Patrão manda, sipaios cumprem

O líder do Movimento do Protetorado Lunda Tchokwe (MPLT), “Zeca Mutchima”, e 25 manifestantes envolvidos em protestos em Cafunfo foram acusados pelo Ministério Público do MPLA (Angola) dos crimes de ultraje ao Estado e seus símbolos e associação de malfeitores, refere o despacho de acusação.

De acordo com o despacho do Ministério Público, Mateus “Zeca Mutchima” está a ser acusado num processo único com outros 25 co-arguidos, tendo em comum os crimes de ultraje ao Estado e aos seus símbolos e associação de malfeitores, enquanto os manifestantes vão responder também pelos crimes de rebelião.

Em causa está o incidente ocorrido no dia 30 de Janeiro deste ano, em Cafunfo, província da Lunda Norte, na sequência de uma tentativa de manifestação por populares, que resultou em dezenas de mortos e feridos, na sequência de confrontos entre manifestantes e a polícia.

A defesa de “Zeca Mutchima” disse que aguarda agora a pronúncia do juiz, para a marcação da data do julgamento.

Segundo Salvador Freire, o processo do seu constituinte foi convolado ao dos restantes co-arguidos, “como se Zeca Mutchima estivesse na província da Lunda Norte, pelo simples facto de ser líder dessa organização”.

“Nós vamos rebater isto, estamos a tentar encontrar recursos financeiros para nos podermos deslocar [para a Lunda Norte] a ver se vamos rebater isso”, referiu.

Salvador Freire salientou que “Zeca Mutchima” continua detido em Luanda, frisando que o seu constituinte “nunca esteve na Lunda Norte”. Tenha estado ou não, se o MPLA diz que ele esteve é porque esteve.

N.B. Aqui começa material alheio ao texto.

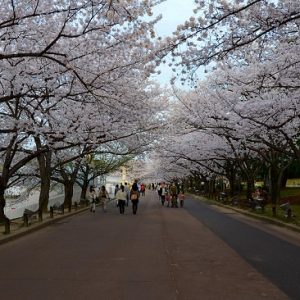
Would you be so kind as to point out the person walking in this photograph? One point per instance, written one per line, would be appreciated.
(174, 193)
(92, 198)
(181, 198)
(162, 193)
(121, 197)
(134, 197)
(103, 197)
(127, 190)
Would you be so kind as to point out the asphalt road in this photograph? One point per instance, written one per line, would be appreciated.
(275, 257)
(160, 253)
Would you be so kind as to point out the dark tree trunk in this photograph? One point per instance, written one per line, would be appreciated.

Todos sabemos que a verdade dos factos é um dom exclusivo dos dirigentes do MPLA, como ficou sobejamente demonstrado nos massacres de 27 de Maio de 1977, então sob as ordens de Agostinho Neto.

“Nem sequer conhece a Lunda Norte, ele é natural da Lunda Sul, mas saiu de lá há muito tempo, foi formar-se no exterior e nunca esteve na Lunda Norte”, disse.

O despacho refere que os 25 co-arguidos e outros, numa composição de 400 pessoas, pertencentes ao denominado MPLT, e que munidos de tudo quanto existe na mente dos carrascos (armas-de-fogo, do tipo AKM, caçadeiras, flechas, ferros, paus, instrumentos cortantes, engenhos explosivos de fabrico artesanal, forquilhas, fisgas, pequenos machados, catanas e estátuas de superstição – vulgo palhaços) se deslocaram às instalações onde funciona a esquadra policial de Cafunfo, com o objectivo de ocupar a mesma.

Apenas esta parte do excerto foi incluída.